This presidential election year, millions of Ohioans will be exercising — and already are exercising, in the early-voting period — their precious right to vote. But because of recent federal court decisions, it’s more important than ever that Ohioans protect their franchise by taking extra steps to make sure their right to vote is not being illegally abridged and that their votes will be counted. One recent federal court ruling, for instance, determined that thousands of Ohioans were purged illegally from state voting rolls going back to 2011. How to protect these voters’ rights to vote in the Nov. 8 election was not resolved until last week, when a federal judge ruled that certain voters absent from the voting rolls must be allowed to cast a provisional ballot. It’s important that all Ohio voters now take affirmative steps first to find out if they fall in this category by checking their registration status online or at their county board of elections, and then, if they have been wrongly purged, to understand how they can cast a provisional ballot to make sure their voting rights aren’t unlawfully denied.
However, because of a separate (misguided) federal appeals court ruling upholding key elements of a flawed 2014 state law on provisional voting, Ohio voters who cast provisional ballots this year must exert extra care in filling out the forms to make sure they print, not write in cursive, and that they enter personal information precisely and legibly, without error, in all required fields.
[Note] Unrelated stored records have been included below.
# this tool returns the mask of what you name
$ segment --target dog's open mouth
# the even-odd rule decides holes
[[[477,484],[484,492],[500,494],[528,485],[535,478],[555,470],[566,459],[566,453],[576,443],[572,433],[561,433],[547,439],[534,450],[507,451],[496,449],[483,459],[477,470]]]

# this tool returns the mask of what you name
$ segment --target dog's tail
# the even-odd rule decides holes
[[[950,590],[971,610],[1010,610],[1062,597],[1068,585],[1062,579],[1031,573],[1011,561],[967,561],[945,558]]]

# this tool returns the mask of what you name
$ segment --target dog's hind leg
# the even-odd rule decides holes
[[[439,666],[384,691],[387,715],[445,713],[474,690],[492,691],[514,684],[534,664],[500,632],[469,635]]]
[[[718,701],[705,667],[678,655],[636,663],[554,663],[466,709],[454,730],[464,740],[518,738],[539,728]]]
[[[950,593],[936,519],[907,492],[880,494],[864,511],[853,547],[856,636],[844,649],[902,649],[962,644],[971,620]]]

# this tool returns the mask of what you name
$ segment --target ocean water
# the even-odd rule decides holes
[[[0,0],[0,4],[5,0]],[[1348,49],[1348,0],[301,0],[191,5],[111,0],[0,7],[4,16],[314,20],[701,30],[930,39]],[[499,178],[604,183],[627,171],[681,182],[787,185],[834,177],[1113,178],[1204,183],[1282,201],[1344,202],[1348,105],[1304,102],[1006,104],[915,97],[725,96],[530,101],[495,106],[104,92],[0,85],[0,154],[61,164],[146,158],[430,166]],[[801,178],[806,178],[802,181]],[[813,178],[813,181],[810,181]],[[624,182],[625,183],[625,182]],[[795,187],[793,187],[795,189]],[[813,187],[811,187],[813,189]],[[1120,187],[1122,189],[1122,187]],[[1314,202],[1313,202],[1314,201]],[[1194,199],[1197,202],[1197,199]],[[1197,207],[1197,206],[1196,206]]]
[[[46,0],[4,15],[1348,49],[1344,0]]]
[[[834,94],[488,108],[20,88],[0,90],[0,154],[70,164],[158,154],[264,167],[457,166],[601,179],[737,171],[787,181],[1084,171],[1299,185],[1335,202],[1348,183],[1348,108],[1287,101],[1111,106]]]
That’s because even the slightest, unintentional error in filling out identifying information such as birthdate or address, or using what appears to be cursive handwriting, will disqualify a provisional ballot per the patently absurd provisions of Substitute Senate Bill 216 — provisions that a federal court wisely threw out in June after a 12-day trial but that the sharply split federal appellate panel restored last month in a decision the full appeals court has refused to reconsider.